Type 1. A modulus is bound by a combination of structure factors: [|U_{\bf h}|^{2}\leq {1\over m} \sum\limits_{s = 1}^{m} a_{s} (-{\bf h}) U_{{\bf h} ({\bf I}-{\bf R}_{s})}, \eqno(2.2.5.1)] where m is the order of the point group and [a_{s}(-{\bf h}) =] [\exp (-2\pi i {\bf h}\cdot {\bf T}_{s})].

Applied to low-order space groups, (2.2.5.1)[link] gives [\eqalign{ P1: &\quad |U_{h, \,  k, \,  l}|^{2}\leq 1\cr P\bar{1}: &\quad U_{h, \,  k, \,  l}^{2}\leq 0.5 + 0.5 U_{2h, \,  2k, \,  2l}\cr P2_{1}: &\quad |U_{h, \,  k, \,  l}|^{2}\leq 0.5 + 0.5(-1)^{k} U_{2h, \,  0, \,  2l}.}] The meaning of each inequality is easily understandable: in [P\bar{1}], for example, [U_{2h, \,  2k, \,  2l}] must be positive if [|U_{h, \,  k, \,  l}|] is large enough.

Type 2. The modulus of the sum or of the difference of two structure factors is bound by a combination of structure factors: [ \eqalignno{|U_{\bf h} \pm U_{{\bf h}'}|^{2} &\leq {1\over m} \left\{\sum\limits_{s = 1}^{m} a_{s} (-{\bf h}) U_{{\bf h} ({\bf I}-{\bf R}_{s})} + \sum\limits_{s = 1}^{m} a_{s} (-{\bf h}') U_{{\bf h}' ({\bf I}-{\bf R}_{s})}\right.\cr &\quad \left. \pm 2{\scr Re} \left[\sum\limits_{s = 1}^{m} a_{s} (-{\bf h}') U_{{\bf h}-{\bf h}' {\bf R}_{s}}\right]\right\}&(2.2.5.2)}] where [{\scr Re}] stands for `real part of'. Equation (2.2.5.2)[link] applied to P1 gives [|U_{\bf h}\pm U_{{\bf h}'}|^{2} \leq 2\pm 2 |U_{{\bf h}-{\bf h}'}| \cos \varphi_{{\bf h}-{\bf h}'}.]

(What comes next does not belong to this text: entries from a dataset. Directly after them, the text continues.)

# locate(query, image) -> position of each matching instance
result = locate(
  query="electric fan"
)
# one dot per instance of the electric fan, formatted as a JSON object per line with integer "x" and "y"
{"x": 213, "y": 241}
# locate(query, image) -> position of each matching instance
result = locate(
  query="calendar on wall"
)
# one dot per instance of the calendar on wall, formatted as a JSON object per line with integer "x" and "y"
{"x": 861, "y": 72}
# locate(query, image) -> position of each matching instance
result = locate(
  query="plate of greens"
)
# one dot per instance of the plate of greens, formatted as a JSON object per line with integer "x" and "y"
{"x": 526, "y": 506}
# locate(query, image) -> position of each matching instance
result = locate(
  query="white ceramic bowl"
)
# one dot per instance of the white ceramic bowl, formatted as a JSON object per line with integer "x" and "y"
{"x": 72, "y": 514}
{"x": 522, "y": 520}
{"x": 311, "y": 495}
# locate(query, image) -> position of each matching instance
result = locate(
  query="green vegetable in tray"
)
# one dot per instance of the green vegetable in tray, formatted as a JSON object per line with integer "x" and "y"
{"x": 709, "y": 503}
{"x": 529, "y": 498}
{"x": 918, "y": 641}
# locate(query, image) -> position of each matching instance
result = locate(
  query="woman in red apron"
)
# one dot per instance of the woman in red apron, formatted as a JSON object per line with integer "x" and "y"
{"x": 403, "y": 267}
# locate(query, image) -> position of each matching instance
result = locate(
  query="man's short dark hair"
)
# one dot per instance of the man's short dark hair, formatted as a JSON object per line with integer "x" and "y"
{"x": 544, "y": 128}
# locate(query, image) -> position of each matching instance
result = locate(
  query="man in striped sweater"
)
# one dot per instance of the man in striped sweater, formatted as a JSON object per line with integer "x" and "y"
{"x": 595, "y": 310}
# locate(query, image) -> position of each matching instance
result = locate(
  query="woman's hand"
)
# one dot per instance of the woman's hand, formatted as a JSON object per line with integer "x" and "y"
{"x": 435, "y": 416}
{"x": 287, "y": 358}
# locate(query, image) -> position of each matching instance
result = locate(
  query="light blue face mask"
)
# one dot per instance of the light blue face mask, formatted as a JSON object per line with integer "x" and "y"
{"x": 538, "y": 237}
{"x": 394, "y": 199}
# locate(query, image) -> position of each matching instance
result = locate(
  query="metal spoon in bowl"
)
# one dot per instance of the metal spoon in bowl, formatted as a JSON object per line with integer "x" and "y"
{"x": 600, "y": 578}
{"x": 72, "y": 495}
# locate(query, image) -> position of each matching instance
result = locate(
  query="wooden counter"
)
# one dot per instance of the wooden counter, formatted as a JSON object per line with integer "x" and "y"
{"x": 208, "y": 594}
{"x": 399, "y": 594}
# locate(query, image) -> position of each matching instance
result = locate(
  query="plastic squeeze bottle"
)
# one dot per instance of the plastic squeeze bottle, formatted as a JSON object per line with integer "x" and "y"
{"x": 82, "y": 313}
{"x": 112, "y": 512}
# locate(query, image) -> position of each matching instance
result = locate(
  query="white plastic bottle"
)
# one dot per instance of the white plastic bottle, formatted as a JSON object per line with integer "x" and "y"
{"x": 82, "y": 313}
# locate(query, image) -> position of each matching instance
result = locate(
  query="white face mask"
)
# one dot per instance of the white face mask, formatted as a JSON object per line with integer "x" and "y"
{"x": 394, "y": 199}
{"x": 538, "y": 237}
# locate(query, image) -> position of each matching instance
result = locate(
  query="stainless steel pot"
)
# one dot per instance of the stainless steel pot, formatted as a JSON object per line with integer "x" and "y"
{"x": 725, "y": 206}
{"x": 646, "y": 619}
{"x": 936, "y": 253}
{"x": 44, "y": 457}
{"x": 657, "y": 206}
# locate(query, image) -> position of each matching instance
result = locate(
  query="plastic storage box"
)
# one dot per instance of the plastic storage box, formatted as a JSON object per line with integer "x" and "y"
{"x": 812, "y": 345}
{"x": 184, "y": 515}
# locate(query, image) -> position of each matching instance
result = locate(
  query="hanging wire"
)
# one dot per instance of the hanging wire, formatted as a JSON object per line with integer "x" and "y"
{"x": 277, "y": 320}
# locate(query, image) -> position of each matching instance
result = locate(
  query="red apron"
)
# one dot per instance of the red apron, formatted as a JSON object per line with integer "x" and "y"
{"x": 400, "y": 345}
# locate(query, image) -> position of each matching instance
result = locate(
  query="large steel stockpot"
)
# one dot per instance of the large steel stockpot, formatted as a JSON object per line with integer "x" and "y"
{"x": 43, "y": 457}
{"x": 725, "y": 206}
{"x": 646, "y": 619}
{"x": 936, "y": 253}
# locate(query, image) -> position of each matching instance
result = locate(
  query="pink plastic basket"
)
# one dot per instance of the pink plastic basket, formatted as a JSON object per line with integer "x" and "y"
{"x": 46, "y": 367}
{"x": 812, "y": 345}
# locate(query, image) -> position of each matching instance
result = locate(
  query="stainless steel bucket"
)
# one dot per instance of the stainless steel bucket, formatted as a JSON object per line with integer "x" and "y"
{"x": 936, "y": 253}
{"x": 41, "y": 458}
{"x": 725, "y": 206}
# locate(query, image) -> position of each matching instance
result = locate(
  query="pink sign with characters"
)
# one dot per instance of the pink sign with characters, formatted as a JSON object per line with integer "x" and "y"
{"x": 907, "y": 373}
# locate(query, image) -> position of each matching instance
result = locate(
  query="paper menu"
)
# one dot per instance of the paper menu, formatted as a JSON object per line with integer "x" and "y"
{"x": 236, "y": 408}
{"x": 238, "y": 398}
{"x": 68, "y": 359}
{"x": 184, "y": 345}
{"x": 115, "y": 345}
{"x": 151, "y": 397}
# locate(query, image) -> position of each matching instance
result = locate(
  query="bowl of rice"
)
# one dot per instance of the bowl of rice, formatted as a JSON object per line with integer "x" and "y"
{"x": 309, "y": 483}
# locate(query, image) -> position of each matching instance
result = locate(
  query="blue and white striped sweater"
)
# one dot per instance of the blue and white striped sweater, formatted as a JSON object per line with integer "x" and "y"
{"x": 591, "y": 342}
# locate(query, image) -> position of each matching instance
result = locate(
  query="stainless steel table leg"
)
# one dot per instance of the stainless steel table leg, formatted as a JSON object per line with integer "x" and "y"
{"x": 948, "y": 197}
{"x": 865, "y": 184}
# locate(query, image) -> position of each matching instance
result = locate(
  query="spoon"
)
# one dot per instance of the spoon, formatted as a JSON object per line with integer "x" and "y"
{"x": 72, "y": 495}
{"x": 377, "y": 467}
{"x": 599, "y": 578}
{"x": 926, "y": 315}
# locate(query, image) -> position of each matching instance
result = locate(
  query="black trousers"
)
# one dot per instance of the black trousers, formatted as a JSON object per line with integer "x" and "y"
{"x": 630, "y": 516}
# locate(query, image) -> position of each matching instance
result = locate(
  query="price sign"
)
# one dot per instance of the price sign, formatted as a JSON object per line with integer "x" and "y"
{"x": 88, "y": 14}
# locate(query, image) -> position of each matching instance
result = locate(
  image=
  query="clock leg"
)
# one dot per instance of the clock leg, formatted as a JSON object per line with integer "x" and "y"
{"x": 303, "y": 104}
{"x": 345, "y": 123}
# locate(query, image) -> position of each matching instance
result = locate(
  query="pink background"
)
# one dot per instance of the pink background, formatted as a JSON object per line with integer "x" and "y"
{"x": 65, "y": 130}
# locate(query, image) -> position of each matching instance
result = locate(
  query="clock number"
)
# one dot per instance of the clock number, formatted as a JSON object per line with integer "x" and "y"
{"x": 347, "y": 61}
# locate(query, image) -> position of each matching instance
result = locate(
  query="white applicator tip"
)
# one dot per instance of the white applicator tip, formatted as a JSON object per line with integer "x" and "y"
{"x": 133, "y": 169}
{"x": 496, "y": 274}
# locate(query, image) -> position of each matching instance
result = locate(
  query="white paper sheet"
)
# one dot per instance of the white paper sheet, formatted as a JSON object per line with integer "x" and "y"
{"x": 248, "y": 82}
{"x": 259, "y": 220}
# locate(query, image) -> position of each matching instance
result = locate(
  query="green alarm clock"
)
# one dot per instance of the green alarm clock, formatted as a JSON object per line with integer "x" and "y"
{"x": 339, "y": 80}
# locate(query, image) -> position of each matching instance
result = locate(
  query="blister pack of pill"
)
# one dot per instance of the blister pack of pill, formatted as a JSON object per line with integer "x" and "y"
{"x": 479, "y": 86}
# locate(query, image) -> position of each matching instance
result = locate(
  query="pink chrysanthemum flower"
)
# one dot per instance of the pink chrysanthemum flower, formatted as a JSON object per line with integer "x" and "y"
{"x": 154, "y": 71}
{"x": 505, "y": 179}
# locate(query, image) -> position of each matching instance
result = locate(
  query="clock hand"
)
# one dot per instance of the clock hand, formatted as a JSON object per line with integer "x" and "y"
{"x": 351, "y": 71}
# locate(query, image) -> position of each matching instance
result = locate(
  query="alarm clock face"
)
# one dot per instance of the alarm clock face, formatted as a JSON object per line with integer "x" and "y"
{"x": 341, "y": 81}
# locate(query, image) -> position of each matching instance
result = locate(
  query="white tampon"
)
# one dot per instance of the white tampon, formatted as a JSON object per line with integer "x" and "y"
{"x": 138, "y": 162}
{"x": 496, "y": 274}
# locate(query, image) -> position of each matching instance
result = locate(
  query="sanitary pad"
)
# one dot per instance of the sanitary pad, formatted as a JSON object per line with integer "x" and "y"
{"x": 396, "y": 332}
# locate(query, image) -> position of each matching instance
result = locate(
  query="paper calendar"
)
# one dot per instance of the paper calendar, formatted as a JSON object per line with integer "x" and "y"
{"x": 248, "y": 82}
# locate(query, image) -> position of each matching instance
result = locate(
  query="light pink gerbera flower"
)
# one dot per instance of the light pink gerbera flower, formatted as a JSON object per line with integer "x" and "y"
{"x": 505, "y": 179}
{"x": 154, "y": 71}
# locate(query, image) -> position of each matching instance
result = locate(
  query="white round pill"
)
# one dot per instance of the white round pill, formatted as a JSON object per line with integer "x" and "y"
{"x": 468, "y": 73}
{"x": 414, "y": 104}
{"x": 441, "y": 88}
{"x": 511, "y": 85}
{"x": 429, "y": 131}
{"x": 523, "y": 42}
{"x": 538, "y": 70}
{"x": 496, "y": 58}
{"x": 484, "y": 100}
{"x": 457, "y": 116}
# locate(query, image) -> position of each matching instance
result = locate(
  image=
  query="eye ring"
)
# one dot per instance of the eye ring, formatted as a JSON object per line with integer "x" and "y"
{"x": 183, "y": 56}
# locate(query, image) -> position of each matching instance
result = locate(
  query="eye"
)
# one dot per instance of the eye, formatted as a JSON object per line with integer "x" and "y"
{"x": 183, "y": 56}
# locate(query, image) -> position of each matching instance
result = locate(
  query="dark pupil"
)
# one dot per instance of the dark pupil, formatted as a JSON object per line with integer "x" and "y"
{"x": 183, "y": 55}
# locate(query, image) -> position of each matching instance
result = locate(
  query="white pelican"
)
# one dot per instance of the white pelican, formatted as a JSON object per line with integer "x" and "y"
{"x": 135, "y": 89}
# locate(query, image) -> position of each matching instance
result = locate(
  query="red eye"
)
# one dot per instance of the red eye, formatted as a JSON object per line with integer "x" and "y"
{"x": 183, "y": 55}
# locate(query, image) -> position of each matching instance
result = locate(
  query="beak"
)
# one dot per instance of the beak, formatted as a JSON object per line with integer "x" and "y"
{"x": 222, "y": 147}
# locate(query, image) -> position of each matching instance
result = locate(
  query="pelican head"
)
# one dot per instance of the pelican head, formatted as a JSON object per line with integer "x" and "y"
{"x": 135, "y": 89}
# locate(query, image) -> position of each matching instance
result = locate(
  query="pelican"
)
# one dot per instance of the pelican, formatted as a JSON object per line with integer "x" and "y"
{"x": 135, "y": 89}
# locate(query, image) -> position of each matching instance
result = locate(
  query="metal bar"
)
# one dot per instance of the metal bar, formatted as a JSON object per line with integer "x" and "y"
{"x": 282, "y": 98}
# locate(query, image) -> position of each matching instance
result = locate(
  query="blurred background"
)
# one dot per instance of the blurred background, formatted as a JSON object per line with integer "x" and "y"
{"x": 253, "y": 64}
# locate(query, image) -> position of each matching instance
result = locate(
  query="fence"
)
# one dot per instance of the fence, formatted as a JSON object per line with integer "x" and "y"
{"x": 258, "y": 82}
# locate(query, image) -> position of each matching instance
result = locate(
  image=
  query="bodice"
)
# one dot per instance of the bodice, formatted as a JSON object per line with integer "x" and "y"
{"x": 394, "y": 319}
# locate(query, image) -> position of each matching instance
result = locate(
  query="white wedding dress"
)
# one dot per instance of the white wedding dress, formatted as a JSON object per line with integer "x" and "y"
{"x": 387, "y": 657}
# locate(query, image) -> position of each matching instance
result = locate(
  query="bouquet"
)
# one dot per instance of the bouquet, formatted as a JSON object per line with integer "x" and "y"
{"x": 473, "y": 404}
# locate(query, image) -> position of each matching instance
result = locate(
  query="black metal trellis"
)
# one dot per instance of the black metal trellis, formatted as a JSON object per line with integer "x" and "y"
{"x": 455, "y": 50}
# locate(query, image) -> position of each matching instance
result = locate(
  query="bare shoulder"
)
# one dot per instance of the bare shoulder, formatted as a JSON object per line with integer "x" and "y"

A variant of (2.2.5.2)[link] valid for cs. space groups is [(U_{\bf h}\pm U_{{\bf h}'})^{2}\leq (1\pm U_{{\bf h}+{\bf h}'}) (1\pm U_{{\bf h}-{\bf h}'}).] After Harker & Kasper's contributions, several other inequalities were discovered (Gillis, 1948[link]; Goedkoop, 1950[link]; Okaya & Nitta, 1952[link]; de Wolff & Bouman, 1954[link]; Bouman, 1956[link]; Oda et al., 1961[link]). The most general are the Karle–Hauptman inequalities (Karle & Hauptman, 1950[link]): [D_{m} = \left|\matrix{U_{0} &U_{-{\bf h}_{1}} &U_{-{\bf h}_{2}} &\ldots &U_{-{\bf h}_{n}}\cr U_{{\bf h}_{1}} &U_{0} &U_{{\bf h}_{1}-{\bf h}_{2}} &\ldots &U_{{\bf h}_{1}-{\bf h}_{n}}\cr U_{{\bf h}_{2}} &U_{{\bf h}_{2}-{\bf h}_{1}} &U_{0} &\ldots &U_{{\bf h}_{2}-{\bf h}_{n}}\cr \vdots &\vdots &\vdots &\ddots &\vdots\cr U_{{\bf h}_{n}} &U_{{\bf h}_{n}-{\bf h}_{1}} &U_{{\bf h}_{n}-{\bf h}_{2}} &\ldots &U_{0}\cr}\right|\geq 0. \eqno(2.2.5.3)] The determinant can be of any order but the leading column (or row) must consist of U's with different indices, although, within the column, symmetry-related U's may occur. For [n = 2] and [{\bf h}_{2} = 2{\bf h}_{1} = 2{\bf h}], equation (2.2.5.3)[link] reduces to [D_{3} = \left|\matrix{U_{0} &U_{-{\bf h}} &U_{-2{\bf h}}\cr U_{\bf h} &U_{0} &U_{-{\bf h}}\cr U_{2{\bf h}} &U_{\bf h} &U_{0}\cr}\right|\geq 0,] which, for cs. structures, gives the Harker & Kasper inequality [U_{\bf h}^{2} \leq 0.5 + 0.5 U_{2{\bf h}}.] For [m = 3], equation (2.2.5.3)[link] becomes [D_{3} = \left|\matrix{U_{0} &U_{-{\bf h}} &U_{-{\bf k}}\cr U_{\bf h} &U_{0} &U_{{\bf h}-{\bf k}}\cr U_{\bf k} &U_{{\bf k}-{\bf h}} &U_{0}\cr}\right| \geq 0,] from which [{1 - |U_{\bf h}|^{2} - |U_{\bf k}|^{2} - |U_{{\bf h}-{\bf k}}|^{2} + 2|U_{\bf h} U_{\bf k} U_{{\bf h}-{\bf k}}| \cos \alpha_{{\bf h}, \,  {\bf k}} \geq 0,} \eqno(2.2.5.4)] where [\alpha_{{\bf h}, \,  {\bf k}} = \varphi_{\bf h} - \varphi_{\bf k} - \varphi_{{\bf h} - {\bf k}}.] If the moduli [|U_{\bf h}|], [|U_{\bf k}|], [|U_{{\bf h} - {\bf k}}|] are large enough, (2.2.5.4)[link] is not satisfied for all values of [\alpha_{{\bf h}, \,  {\bf k}}]. In cs. structures the eventual check that one of the two values of [\alpha_{{\bf h}, \,  {\bf k}}] does not satisfy (2.2.5.4)[link] brings about the unambiguous identification of the sign of the product [U_{\bf h} U_{\bf k} U_{{\bf h} - {\bf k}}].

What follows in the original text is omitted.